Humane Society of the Pikes Peak Region
Pikes peak Library District has had the opportunity to partner with KRCC and The Big Something on a number of initiatives with a consistently positive outcome for our patrons and the public that we serve. It is wonderful to have this multi-media partnership, which allows us to build programming and experiences beyond the book. In particular, our audience has benefitted from opportunities to create content and add voice to issues and topics significant to the community. One such project involved a series of trainings for the public. One attendee said of the experience, “Citizen and student journalism has taught me that everyone has a voice. Whether you are 17 or 71, your voice can make a difference and is important.” It is these types of outcomes that showcase the value of the relationship that we have with KRCC.
Dee Vazquez Sabol
Pikes Peak Library District
4. Please describe any efforts (e.g. programming, production, engagement activities) you have made to investigate and/or meet the needs of minority and other diverse audiences (including, but not limited to, new immigrants, people for whom English is a second language and illiterate adults) during Fiscal Year 2013, and any plans you have made to meet the needs of these audiences during Fiscal Year 2014. If you regularly broadcast in a language other than English, please note the language broadcast.

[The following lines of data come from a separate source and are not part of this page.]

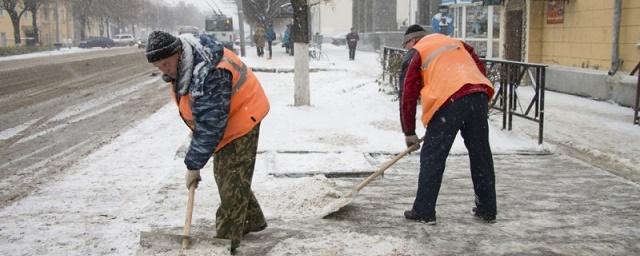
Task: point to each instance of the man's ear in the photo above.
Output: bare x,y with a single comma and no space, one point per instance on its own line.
167,78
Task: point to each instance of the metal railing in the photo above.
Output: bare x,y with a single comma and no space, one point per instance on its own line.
506,76
636,109
391,64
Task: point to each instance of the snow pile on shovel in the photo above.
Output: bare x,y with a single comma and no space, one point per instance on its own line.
295,198
345,244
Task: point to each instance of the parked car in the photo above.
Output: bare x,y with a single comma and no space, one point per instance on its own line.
339,39
142,43
188,29
124,39
97,41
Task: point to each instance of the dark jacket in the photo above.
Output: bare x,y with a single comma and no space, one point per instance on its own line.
411,84
210,89
271,35
353,38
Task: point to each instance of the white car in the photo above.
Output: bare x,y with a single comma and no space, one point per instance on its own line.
124,39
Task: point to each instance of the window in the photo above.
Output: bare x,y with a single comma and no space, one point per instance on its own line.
478,26
476,22
3,39
46,10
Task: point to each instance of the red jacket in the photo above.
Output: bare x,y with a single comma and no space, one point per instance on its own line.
411,79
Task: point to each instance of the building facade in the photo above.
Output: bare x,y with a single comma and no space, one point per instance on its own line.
580,33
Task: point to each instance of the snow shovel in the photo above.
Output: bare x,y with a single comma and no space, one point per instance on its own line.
344,201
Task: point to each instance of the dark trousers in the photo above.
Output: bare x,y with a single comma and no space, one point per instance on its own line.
469,116
352,51
239,210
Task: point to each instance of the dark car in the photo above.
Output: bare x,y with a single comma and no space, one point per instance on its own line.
339,39
103,42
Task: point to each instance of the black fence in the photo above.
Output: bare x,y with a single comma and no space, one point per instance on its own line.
507,77
636,109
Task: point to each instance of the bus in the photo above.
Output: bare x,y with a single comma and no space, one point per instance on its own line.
220,27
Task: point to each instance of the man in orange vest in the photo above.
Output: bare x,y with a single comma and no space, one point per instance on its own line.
222,102
450,81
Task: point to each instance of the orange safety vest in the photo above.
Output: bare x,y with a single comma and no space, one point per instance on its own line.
446,67
248,106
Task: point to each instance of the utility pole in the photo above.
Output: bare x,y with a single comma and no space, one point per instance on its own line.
241,25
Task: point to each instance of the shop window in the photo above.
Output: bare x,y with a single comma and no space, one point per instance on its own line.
476,25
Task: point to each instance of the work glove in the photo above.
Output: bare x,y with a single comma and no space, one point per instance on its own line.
412,142
192,177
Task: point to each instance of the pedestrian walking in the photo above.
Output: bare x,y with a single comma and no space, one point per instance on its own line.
450,81
286,39
223,103
259,38
352,42
271,35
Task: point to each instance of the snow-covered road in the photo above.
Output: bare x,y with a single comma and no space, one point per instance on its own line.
135,183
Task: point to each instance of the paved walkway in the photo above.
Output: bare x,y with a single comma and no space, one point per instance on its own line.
547,204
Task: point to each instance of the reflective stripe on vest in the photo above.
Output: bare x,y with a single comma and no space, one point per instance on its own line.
242,70
446,67
435,54
248,105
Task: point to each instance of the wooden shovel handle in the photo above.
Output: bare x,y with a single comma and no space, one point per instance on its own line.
384,167
187,222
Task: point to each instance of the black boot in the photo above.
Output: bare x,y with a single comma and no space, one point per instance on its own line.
484,217
256,229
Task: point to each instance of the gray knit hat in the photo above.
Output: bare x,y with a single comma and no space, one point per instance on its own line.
162,45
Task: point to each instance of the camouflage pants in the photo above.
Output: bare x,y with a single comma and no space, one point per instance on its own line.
233,166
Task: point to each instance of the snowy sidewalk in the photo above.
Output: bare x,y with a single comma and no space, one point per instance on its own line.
600,133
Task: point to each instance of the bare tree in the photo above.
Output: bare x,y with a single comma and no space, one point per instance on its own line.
84,10
33,6
16,9
301,48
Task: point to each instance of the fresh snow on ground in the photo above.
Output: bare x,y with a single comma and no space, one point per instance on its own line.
135,183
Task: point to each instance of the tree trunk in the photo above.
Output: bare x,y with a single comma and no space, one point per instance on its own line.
83,25
301,51
15,20
34,23
301,77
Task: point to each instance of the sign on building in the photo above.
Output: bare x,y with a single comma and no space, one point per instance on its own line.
555,12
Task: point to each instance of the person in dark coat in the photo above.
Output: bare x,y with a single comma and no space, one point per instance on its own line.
451,82
259,38
271,35
352,42
222,102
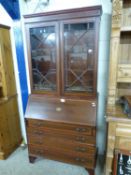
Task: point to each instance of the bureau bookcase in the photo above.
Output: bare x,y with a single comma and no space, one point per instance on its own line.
60,118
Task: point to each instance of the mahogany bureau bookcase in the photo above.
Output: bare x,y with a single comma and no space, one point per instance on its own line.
60,117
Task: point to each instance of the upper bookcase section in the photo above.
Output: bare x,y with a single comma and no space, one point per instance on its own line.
63,51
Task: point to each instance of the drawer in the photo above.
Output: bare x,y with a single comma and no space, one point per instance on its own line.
62,144
124,73
64,127
40,135
88,162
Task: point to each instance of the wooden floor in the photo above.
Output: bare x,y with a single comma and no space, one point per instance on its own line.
17,164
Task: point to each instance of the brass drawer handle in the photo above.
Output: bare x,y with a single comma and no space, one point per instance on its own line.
81,129
39,152
81,149
39,124
80,159
38,132
38,142
81,139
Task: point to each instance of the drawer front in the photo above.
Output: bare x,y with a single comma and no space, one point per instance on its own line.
36,135
124,73
88,162
62,144
73,128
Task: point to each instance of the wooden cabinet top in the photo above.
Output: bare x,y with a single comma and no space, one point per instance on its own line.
65,14
62,110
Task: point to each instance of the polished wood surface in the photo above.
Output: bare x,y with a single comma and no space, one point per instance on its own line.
118,134
60,118
62,56
70,111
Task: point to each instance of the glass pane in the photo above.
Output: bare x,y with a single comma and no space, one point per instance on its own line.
43,54
79,42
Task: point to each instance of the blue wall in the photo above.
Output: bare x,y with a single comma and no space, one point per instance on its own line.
21,63
12,7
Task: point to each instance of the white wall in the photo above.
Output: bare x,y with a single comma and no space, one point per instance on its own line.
5,19
103,50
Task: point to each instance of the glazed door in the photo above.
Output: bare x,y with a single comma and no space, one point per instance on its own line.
79,57
44,57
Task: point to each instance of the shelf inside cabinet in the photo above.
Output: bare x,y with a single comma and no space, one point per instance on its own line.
123,89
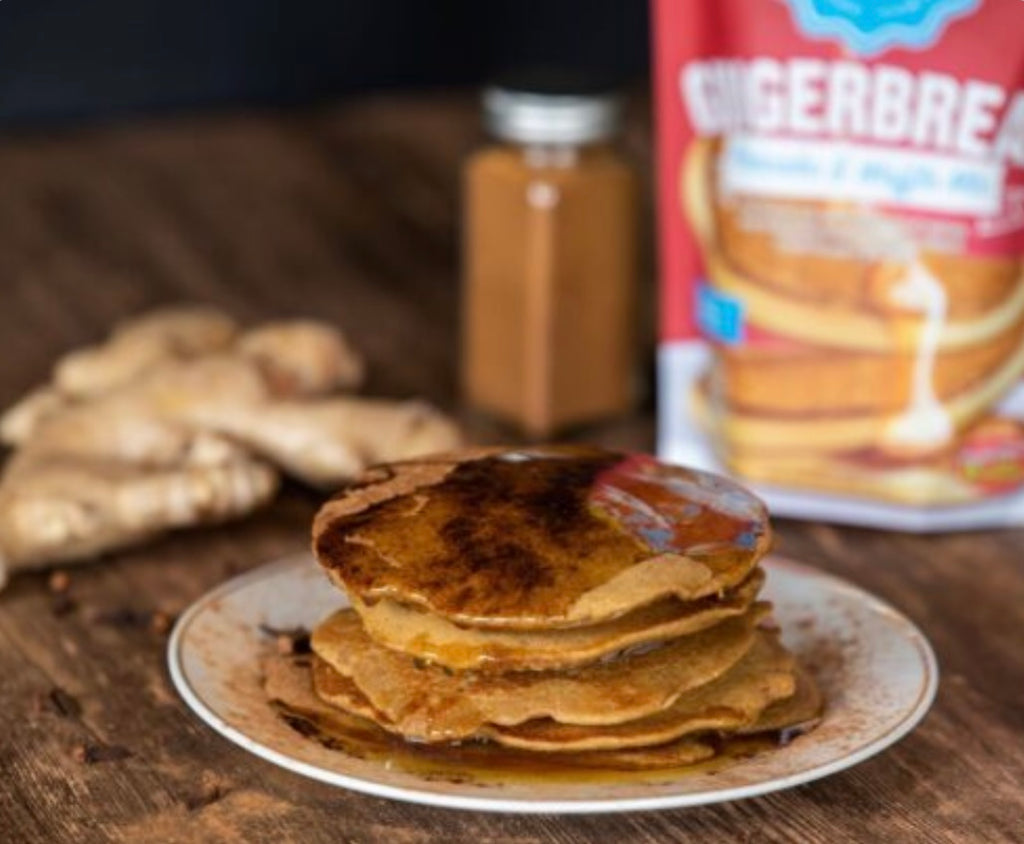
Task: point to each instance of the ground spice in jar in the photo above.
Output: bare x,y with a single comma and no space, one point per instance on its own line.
550,261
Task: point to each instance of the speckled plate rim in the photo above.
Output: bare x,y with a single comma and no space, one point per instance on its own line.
477,802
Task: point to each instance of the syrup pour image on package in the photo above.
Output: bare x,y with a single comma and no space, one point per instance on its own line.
842,227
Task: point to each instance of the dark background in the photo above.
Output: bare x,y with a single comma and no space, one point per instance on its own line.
71,59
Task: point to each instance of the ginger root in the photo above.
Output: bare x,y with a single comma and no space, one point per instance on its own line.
55,509
136,345
180,418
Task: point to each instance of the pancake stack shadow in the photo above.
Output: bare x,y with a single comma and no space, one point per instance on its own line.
561,601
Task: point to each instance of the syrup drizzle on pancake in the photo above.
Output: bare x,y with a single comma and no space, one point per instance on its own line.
517,539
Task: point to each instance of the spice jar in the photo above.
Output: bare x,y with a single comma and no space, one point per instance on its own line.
550,246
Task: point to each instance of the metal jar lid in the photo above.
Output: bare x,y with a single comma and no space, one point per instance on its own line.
551,112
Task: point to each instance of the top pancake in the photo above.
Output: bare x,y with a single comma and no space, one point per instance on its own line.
539,538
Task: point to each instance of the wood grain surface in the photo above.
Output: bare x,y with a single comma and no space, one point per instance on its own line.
350,214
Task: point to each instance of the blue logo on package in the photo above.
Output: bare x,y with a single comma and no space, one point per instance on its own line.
720,315
869,27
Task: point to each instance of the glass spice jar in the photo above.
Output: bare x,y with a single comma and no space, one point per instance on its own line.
550,257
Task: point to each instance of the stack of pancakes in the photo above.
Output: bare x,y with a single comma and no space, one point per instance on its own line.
865,355
557,600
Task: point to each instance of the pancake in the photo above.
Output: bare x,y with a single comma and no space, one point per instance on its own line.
929,482
733,702
766,433
287,683
539,539
835,301
436,640
431,704
800,712
799,380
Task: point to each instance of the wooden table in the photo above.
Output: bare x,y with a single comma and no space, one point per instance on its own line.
350,214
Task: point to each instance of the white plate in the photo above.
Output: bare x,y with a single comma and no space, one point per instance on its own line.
877,670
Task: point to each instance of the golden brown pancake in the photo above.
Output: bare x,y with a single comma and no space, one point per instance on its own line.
287,683
734,701
431,704
801,380
437,640
801,711
539,538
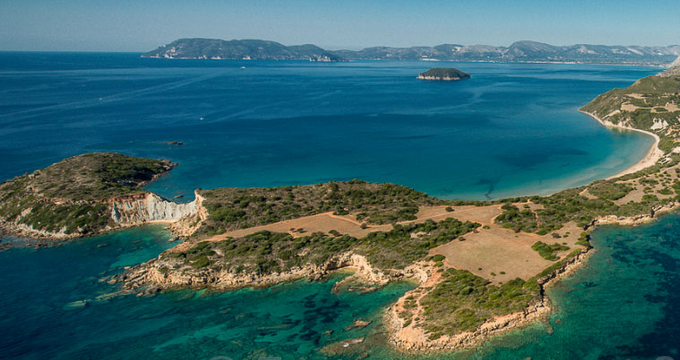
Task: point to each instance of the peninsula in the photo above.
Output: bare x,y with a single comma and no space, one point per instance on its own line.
481,267
443,74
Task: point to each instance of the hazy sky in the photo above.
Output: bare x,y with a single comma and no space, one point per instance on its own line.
140,25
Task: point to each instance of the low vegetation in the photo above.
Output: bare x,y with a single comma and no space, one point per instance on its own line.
69,196
463,301
231,209
548,251
267,252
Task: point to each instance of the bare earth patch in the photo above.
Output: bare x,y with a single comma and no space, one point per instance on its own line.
503,252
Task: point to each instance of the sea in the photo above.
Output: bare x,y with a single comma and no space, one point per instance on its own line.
510,130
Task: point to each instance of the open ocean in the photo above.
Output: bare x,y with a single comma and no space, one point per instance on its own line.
513,129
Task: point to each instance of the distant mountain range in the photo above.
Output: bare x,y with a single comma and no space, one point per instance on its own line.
240,50
521,51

KRCC produces local news content and local cultural coverage that specifically addresses minority, LGBTQ, and other diverse audiences. Two to three times per week we feature interviews with various academics that often address topics of diversity. With the demise of Radio Ahora, we no longer broadcast Spanish language programming. In fiscal year 2014 we will commence a regular series called Wish We Were Here that will address topics of diversity in the Pikes Peak region, starting with an intense look at the story of an intersexed person who used live in this region.
5. Please assess the impact that your CPB funding had on your ability to serve your community. What were you able to do with your grant that you wouldn't be able to do if you didn't receive it?
It allows KRCC to bring southern Colorado news from NPR. Without CPB funding, we would not be able to bring NPR to the area, nor would we be a viable radio station. Additionally, KRCC would not have the guidance on national initiatives that CPB provides to the system, like the importance of collaboration.